This is where the Keynesian wisdom of stimulus is worth recalling. All four drivers of economic growth are sputtering. While reviving exports may need boosts like a weaker rupee or more export-linked incentives, consumption and investment sentiment can certainly be boosted by conventional Keynesian tools. Corporate income tax can be reduced to 25% as promised two years ago. Excise taxes on petrol and diesel need to be reduced. These are indirect taxes, hurt the poor more, are regressive and feed into general inflation through logistics and energy costs.

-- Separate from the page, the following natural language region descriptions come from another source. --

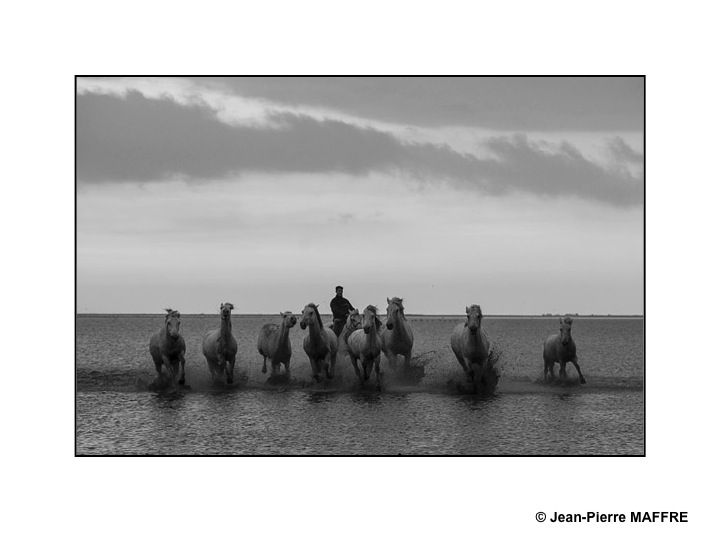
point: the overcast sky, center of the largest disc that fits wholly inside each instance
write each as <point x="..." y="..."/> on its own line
<point x="523" y="195"/>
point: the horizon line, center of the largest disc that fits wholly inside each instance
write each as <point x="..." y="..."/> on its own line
<point x="541" y="315"/>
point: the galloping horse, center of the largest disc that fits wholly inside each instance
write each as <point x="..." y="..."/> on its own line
<point x="219" y="346"/>
<point x="366" y="344"/>
<point x="167" y="348"/>
<point x="352" y="323"/>
<point x="560" y="348"/>
<point x="320" y="344"/>
<point x="274" y="343"/>
<point x="471" y="345"/>
<point x="397" y="337"/>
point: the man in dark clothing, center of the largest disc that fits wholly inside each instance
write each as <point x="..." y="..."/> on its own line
<point x="340" y="307"/>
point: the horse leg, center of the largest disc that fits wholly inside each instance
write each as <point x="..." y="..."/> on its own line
<point x="315" y="368"/>
<point x="465" y="367"/>
<point x="182" y="369"/>
<point x="408" y="357"/>
<point x="168" y="368"/>
<point x="550" y="366"/>
<point x="230" y="369"/>
<point x="392" y="359"/>
<point x="577" y="367"/>
<point x="331" y="371"/>
<point x="378" y="374"/>
<point x="353" y="359"/>
<point x="366" y="365"/>
<point x="563" y="372"/>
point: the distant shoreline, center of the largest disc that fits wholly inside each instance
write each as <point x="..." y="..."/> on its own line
<point x="410" y="315"/>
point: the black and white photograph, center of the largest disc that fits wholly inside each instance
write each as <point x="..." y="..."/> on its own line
<point x="320" y="270"/>
<point x="360" y="265"/>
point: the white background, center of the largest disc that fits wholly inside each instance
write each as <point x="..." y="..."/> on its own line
<point x="46" y="492"/>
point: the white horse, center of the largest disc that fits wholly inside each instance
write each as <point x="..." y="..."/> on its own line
<point x="560" y="348"/>
<point x="352" y="323"/>
<point x="167" y="348"/>
<point x="274" y="343"/>
<point x="219" y="346"/>
<point x="366" y="345"/>
<point x="471" y="345"/>
<point x="320" y="344"/>
<point x="397" y="337"/>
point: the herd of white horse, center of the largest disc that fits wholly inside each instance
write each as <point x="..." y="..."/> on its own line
<point x="363" y="340"/>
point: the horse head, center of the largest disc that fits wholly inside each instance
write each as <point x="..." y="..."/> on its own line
<point x="474" y="316"/>
<point x="369" y="318"/>
<point x="289" y="319"/>
<point x="225" y="310"/>
<point x="310" y="315"/>
<point x="354" y="320"/>
<point x="395" y="309"/>
<point x="172" y="323"/>
<point x="565" y="329"/>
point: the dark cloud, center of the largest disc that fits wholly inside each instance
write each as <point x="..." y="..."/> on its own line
<point x="624" y="153"/>
<point x="501" y="103"/>
<point x="134" y="138"/>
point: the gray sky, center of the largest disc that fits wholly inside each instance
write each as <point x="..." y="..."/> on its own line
<point x="521" y="195"/>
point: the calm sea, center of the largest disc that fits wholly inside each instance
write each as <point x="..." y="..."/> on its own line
<point x="118" y="414"/>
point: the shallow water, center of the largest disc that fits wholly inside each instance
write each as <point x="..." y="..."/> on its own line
<point x="116" y="414"/>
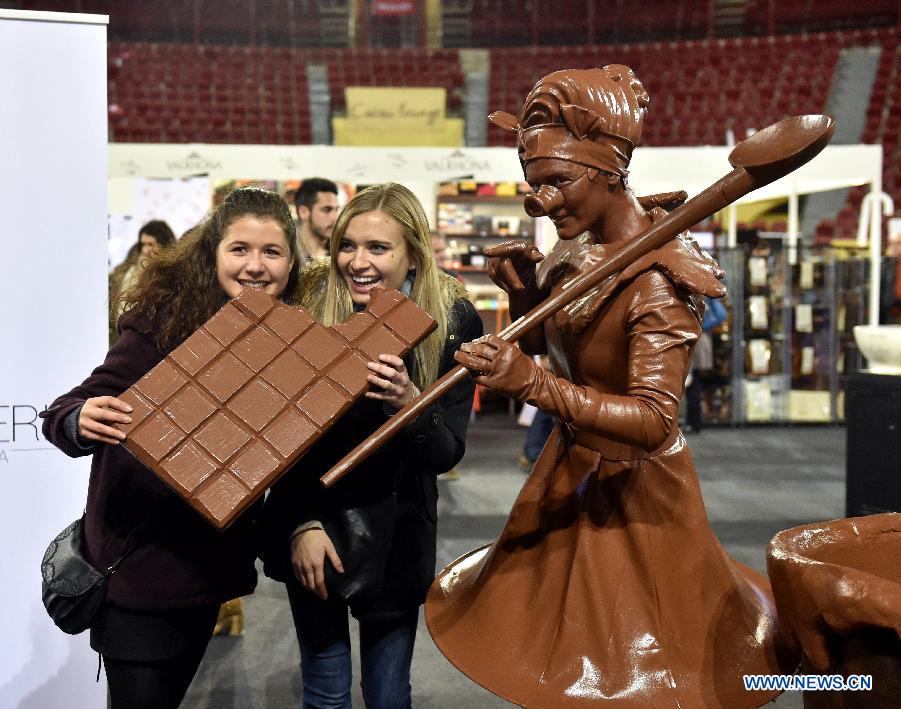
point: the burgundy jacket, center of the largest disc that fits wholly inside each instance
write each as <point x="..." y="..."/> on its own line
<point x="178" y="560"/>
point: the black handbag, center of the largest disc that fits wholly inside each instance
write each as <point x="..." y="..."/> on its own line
<point x="73" y="590"/>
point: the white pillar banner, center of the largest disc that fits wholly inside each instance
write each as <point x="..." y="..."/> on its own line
<point x="53" y="173"/>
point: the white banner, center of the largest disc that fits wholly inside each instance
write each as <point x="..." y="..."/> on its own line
<point x="53" y="174"/>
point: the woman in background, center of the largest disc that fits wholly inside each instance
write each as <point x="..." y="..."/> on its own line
<point x="163" y="599"/>
<point x="153" y="236"/>
<point x="367" y="545"/>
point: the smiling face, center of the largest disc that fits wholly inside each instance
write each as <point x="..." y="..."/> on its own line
<point x="372" y="253"/>
<point x="585" y="201"/>
<point x="253" y="253"/>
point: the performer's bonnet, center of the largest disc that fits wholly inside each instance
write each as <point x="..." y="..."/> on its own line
<point x="592" y="117"/>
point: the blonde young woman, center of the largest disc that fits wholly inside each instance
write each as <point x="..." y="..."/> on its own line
<point x="367" y="545"/>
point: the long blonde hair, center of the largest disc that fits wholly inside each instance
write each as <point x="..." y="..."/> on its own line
<point x="433" y="291"/>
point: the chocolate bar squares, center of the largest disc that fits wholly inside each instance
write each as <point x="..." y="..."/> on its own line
<point x="237" y="403"/>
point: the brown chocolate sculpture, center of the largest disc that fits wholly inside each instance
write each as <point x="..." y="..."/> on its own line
<point x="607" y="585"/>
<point x="228" y="411"/>
<point x="838" y="589"/>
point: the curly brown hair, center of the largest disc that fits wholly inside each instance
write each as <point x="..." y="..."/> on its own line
<point x="179" y="289"/>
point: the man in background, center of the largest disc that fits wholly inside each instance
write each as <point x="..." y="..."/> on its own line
<point x="317" y="211"/>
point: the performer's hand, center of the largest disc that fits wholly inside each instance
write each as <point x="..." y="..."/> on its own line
<point x="498" y="365"/>
<point x="511" y="265"/>
<point x="309" y="550"/>
<point x="97" y="416"/>
<point x="390" y="376"/>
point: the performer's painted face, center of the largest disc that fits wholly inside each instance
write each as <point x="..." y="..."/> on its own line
<point x="372" y="253"/>
<point x="253" y="253"/>
<point x="584" y="199"/>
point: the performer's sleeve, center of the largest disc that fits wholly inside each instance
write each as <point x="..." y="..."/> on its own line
<point x="662" y="331"/>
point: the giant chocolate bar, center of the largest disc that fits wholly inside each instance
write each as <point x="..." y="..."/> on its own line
<point x="237" y="403"/>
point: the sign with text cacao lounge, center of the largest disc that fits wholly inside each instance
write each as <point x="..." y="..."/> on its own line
<point x="387" y="116"/>
<point x="394" y="8"/>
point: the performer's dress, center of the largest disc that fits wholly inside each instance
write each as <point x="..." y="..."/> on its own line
<point x="607" y="585"/>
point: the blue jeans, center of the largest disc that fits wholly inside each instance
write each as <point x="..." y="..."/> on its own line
<point x="386" y="651"/>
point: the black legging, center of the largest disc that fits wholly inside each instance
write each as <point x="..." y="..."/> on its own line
<point x="151" y="685"/>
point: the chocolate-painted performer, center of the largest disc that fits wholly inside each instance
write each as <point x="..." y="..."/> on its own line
<point x="607" y="585"/>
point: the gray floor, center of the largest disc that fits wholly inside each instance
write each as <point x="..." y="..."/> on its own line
<point x="756" y="481"/>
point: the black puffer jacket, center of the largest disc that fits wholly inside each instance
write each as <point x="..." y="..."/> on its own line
<point x="382" y="517"/>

On the spending side, the government can focus on the following four areas. First, provide fresh capital either to existing banks or the new “bad bank”. Second, provide some version of a wage subsidy as an incentive to labour intensive sectors. A version of this was offered to the textile and garment sectors last year, but can be improvised and extended. The successful model of Odisha in the garment sector can be replicated. Third, give a big boost to affordable housing, by funding land acquisition for the builder, and interest rate subvention for the home owner. The States of Kerala and Maharashtra have interesting and replicable models. Fourth, keep a big focus on exporters, especially in labour intensive sectors, including agriculture. This includes a weaker exchange rate, quicker refund of GST credit and expanding the scope of the Merchandise Export from India Scheme and Service Exports from India Scheme.

All of these are short-term economic stimuli, but can also provide a psychological boost to the animal spirits. Of course, consumer and investor confidence can return and sustain only when the Keynesian boost is buttressed by credibility of implementing longer-term reforms.